Given a C++ vector, we first need to build the fluffy::Vector with the proper type:

// for Dense type
std::vector<float> cpp_vector = {0.1, 0.5, -0.7};     // float32 c++ vector
std::unique_ptr<fluffy::Vector> vector;
fluffyInterface.build_vector_dense(cpp_vector, vector);

// for X-Bit Dense type
std::vector<uint8_t> cpp_vector = {3, 217, 56};    // uint8_t c++ vector
std::unique_ptr<fluffy::Vector> vector;
int bits_per_element = 8;    // or 4, 2, 1
fluffyInterface.build_vector_bit(cpp_vector, bits_per_element, vector);

// for Sparse type
std::vector<std::pair<idx_t, float>> cpp_vector = {{0, 0.1}, {7, 0.5}, {102948, -0.3}};
std::unique_ptr<fluffy::Vector> vector;
int dim = 0;
fluffyInterface.build_vector_sparse(cpp_vector, vector, dim);
Note that, for sparse vector, we can simply set the parameter dim to zero.

We can also set attributes of the vector by

std::string date = "2025-03-11";            
std::string sentence = "hello, world";     

vector->set_attribute("date", reinterpret_cast<const uint8_t*>(date.data()), date.size());
vector->set_attribute("sentence", reinterpret_cast<const uint8_t*>(sentence.data()), sentence.size());
Now we have set two attributes, "date" and "sentence", for the vector.

After building the fluffy::Vector object, to insert the vector to fluffy interface:

std::string string_id = "the_unique_id"
fluffyInterface.add_data(string_id, vector);
To insert multiple vectors, loop over the vectors with the above approach.

NOTE: For one vector collection, all vectors added are required to have same type and dimensionality.


πŸ“’ Building an Index

After vectors are inserted into the data collection (managed by fluffyInterface), you can call attach_index() to create an ANN index for nearest neighbor search.

Distance Types. The VecML SDK supports the following distance function types to build the index:

  • Dense (float32) and sparse vectors: Euclidean (DistanceFunctionType::Euclidean), cosine (DistanceFunctionType::NegativeCosineSimilarity), inner product (DistanceFunctionType::NegativeInnerProduct)

  • Quantized dense vectors (8-bit, 4-bit, 2-bit, 1-bit): Euclidean (DistanceFunctionType::Euclidean), Hamming (DistanceFunctionType::Hamming)

NOTE: for cosine similarity and inner product, by design we add a negative sign to the true value (e.g., if cosine=0.91, it will be shown as -0.91).
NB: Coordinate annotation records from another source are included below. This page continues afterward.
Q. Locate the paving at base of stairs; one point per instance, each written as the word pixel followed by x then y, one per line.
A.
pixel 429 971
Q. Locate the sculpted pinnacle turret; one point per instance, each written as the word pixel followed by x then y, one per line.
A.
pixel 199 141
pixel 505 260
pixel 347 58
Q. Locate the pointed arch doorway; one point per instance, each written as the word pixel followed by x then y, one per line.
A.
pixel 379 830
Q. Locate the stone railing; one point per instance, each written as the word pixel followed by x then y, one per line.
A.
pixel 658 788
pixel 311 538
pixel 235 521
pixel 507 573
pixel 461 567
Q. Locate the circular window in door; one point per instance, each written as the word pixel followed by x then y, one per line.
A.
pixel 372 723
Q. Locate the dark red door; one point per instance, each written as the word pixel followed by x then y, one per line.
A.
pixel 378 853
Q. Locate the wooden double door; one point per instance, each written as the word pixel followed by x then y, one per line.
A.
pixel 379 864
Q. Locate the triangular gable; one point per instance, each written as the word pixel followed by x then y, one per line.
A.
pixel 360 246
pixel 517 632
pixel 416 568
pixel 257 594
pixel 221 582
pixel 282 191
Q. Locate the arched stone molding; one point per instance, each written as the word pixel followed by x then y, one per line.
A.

You can take the absolute value to get the "original" similarity.

std::string index_name = "index_1";
fluffy::DistanceFunctionType distance_type = fluffy::DistanceFunctionType::Euclidean;
int dim = ...;     // this is the dimension of your vector

// for dense vector
fluffyInterface.attach_index(dim, "dense", distance_type, index_name);

// for quantized dense vector
fluffyInterface.attach_index(dim, "dense4Bit", 4, distance_type, index_name);    // similar for 8-bit, 2-bit, 1-bit

// for sparse vector
fluffyInterface.attach_index(0, "sparse", distance_type, index_name);    // for sparse vectors, we can set dim = 0 
After running the function, an index named "index_1" is constructed for the data collection.

Alternative Approach

You can build the index and create the vector collection simultaneously.

  • Attach the index before adding data.
  • As you add vectors to the collection, they will also be indexed in real-time.
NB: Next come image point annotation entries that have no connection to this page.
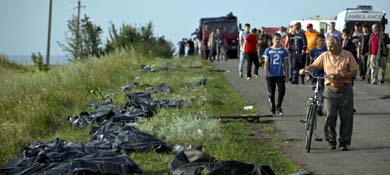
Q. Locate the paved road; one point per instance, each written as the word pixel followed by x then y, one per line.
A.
pixel 370 149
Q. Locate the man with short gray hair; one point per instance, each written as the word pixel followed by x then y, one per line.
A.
pixel 340 67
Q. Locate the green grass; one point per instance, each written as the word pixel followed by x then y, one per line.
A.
pixel 35 105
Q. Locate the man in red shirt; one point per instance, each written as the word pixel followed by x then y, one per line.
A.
pixel 250 54
pixel 378 54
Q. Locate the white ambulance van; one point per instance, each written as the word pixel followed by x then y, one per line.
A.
pixel 361 14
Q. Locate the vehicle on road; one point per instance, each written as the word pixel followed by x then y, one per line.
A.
pixel 313 107
pixel 319 24
pixel 228 25
pixel 361 14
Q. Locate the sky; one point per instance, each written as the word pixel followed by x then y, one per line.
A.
pixel 24 23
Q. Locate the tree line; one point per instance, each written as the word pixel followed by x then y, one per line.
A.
pixel 83 40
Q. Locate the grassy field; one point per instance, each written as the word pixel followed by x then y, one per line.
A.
pixel 34 106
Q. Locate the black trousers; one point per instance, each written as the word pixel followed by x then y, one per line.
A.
pixel 252 58
pixel 272 82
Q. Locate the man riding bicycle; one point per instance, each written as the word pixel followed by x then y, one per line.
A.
pixel 340 67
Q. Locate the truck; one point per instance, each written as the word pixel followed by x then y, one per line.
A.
pixel 361 14
pixel 228 25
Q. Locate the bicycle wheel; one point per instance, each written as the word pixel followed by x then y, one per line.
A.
pixel 310 126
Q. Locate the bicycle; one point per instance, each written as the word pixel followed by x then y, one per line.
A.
pixel 313 108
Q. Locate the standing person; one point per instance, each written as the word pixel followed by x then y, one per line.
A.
pixel 211 44
pixel 346 43
pixel 333 32
pixel 276 73
pixel 283 32
pixel 219 43
pixel 250 54
pixel 263 41
pixel 241 40
pixel 364 60
pixel 311 37
pixel 314 53
pixel 357 39
pixel 340 67
pixel 378 54
pixel 297 43
pixel 191 47
pixel 182 47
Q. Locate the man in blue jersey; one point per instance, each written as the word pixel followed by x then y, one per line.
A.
pixel 276 73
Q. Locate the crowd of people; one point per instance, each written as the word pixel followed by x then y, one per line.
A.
pixel 337 55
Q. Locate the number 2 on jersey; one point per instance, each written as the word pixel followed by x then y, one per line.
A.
pixel 276 59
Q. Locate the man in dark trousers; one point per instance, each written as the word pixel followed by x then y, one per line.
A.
pixel 340 67
pixel 297 42
pixel 276 73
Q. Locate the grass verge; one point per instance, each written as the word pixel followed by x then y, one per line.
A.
pixel 34 106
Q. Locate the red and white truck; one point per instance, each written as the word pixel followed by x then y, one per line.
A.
pixel 228 24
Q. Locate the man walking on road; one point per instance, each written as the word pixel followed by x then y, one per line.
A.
pixel 298 45
pixel 241 40
pixel 276 73
pixel 340 67
pixel 311 38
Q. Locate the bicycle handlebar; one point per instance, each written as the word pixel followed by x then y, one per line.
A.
pixel 315 76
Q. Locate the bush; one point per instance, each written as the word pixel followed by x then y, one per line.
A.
pixel 142 40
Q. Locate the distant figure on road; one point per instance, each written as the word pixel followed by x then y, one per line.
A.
pixel 283 32
pixel 357 39
pixel 297 43
pixel 250 54
pixel 333 32
pixel 191 47
pixel 219 44
pixel 364 60
pixel 241 41
pixel 263 42
pixel 346 43
pixel 311 37
pixel 378 54
pixel 276 73
pixel 182 47
pixel 340 67
pixel 211 44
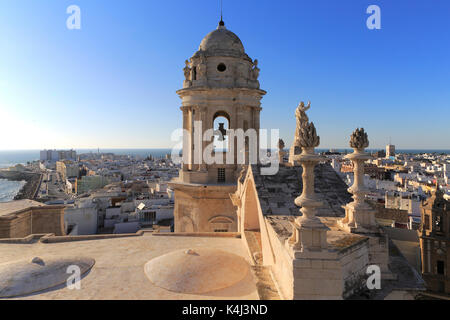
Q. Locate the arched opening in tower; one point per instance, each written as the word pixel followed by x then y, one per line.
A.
pixel 221 124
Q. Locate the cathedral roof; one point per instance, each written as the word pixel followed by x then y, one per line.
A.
pixel 277 193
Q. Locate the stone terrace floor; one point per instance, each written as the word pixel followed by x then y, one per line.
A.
pixel 118 272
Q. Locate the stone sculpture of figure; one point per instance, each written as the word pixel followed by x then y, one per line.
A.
pixel 187 71
pixel 300 114
pixel 359 139
pixel 201 68
pixel 281 144
pixel 242 174
pixel 305 133
pixel 255 70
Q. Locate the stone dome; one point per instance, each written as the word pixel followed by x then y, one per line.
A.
pixel 222 42
pixel 196 271
pixel 19 278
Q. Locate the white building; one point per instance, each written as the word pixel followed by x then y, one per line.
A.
pixel 82 218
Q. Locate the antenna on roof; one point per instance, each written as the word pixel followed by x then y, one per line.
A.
pixel 221 23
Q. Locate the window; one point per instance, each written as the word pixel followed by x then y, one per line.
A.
pixel 221 175
pixel 439 224
pixel 440 267
pixel 221 67
pixel 427 222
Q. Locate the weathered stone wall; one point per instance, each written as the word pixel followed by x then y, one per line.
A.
pixel 204 209
pixel 282 269
pixel 35 220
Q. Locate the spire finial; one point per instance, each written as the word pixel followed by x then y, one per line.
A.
pixel 221 23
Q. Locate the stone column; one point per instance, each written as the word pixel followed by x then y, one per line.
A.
pixel 359 215
pixel 186 138
pixel 281 152
pixel 256 123
pixel 309 233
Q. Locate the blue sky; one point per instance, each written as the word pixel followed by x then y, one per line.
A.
pixel 112 84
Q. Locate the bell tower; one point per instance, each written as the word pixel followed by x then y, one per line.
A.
pixel 220 95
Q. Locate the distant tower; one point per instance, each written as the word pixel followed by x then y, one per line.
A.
pixel 390 150
pixel 435 243
pixel 221 83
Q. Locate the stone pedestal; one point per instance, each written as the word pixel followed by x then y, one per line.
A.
pixel 310 234
pixel 359 216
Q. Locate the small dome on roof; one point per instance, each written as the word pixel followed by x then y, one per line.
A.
pixel 222 41
pixel 196 271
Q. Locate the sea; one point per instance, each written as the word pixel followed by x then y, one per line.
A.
pixel 9 189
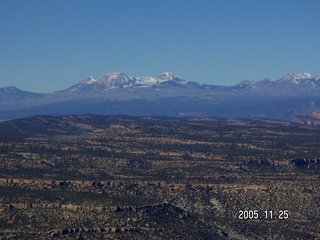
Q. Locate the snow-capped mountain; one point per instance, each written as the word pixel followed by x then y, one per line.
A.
pixel 169 95
pixel 116 80
pixel 299 78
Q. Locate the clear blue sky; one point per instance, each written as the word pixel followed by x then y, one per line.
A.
pixel 51 45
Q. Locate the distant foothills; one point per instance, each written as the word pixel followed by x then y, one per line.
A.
pixel 294 97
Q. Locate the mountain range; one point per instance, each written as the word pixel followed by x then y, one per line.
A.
pixel 169 95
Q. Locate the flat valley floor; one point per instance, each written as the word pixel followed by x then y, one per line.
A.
pixel 120 177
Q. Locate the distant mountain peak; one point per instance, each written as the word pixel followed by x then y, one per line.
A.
pixel 246 83
pixel 297 78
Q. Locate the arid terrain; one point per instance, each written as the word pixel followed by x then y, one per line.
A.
pixel 120 177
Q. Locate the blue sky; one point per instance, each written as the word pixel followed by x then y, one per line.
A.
pixel 51 45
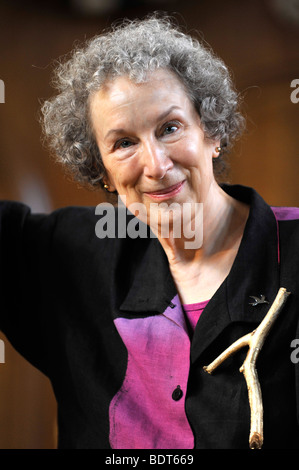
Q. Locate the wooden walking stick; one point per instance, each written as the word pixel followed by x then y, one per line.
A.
pixel 254 341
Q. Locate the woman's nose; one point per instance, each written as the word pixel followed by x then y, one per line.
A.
pixel 156 160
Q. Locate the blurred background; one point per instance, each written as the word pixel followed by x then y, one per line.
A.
pixel 257 39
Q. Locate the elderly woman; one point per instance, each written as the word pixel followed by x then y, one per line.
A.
pixel 124 325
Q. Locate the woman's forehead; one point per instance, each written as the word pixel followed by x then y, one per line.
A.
pixel 162 88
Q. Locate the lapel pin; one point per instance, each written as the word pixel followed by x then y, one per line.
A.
pixel 258 300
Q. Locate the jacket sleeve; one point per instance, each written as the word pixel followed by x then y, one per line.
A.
pixel 25 248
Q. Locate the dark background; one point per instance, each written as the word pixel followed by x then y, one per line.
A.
pixel 258 40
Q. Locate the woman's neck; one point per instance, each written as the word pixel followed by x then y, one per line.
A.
pixel 198 272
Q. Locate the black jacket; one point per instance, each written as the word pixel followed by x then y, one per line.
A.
pixel 62 287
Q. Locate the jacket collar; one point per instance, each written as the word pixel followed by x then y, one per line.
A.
pixel 255 272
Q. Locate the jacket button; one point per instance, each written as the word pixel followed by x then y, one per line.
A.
pixel 177 393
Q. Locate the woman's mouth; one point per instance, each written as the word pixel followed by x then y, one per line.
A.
pixel 166 193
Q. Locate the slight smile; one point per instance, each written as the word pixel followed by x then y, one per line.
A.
pixel 166 193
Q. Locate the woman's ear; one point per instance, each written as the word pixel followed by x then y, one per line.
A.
pixel 110 188
pixel 217 150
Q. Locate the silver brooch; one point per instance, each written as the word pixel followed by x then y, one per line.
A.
pixel 258 300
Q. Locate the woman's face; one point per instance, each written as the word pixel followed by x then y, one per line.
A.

fluffyInterface.attach_index(1024, "dense", fluffy::DistanceFunctionType::Euclidean, "index_1");

std::vector<float> cpp_vector = ...;
std::unique_ptr<fluffy::Vector> vector;
fluffyInterface.build_vector_dense(cpp_vector, vector);

fluffyInterface.add_data(string_id, vector);
This will add the vector to the data collection, and at the same time insert it into the index "index_1".

Batch Insert for Indexing (Multi-Thread)

The VecML SDK supports batch insert which implements multi-thread computation (parallel vector insertion to an index). Currently, to use batch insertion, the user must call attach_index BEFORE add_data_batch.

fluffyInterface.attach_index(3, "dense", distance_type, index_name);           // attach index first
std::vector<std::pair<std::string, std::unique_ptr<fluffy::Vector>>> batch_data;

for (int i=0; i<100; ++i) {
  std::vector<float> cpp_vector = {0.1+i, 0.5+i, -0.7+i};     // as illustration, we construct some synthetic vectors
  std::unique_ptr<fluffy::Vector> vector;
  fluffyInterface.build_vector_dense(cpp_vector, vector);

  batch_data.push_back({std::to_string(i), std::move(vector)});
}

int num_threads = 8;
fluffyInterface.add_data_batch(batch_data, num_threads);      // batch insert to index
The parameter num_threads specifies the number of threads used for parallel data insertion. The batch size of the vectors can be flexible. For example, 1000 vectors per batch could be a reasonable number.

Thread Safety

If batch insertion is used, do not apply other custom multithreading (e.g., std::thread in C++) or use OpenMP.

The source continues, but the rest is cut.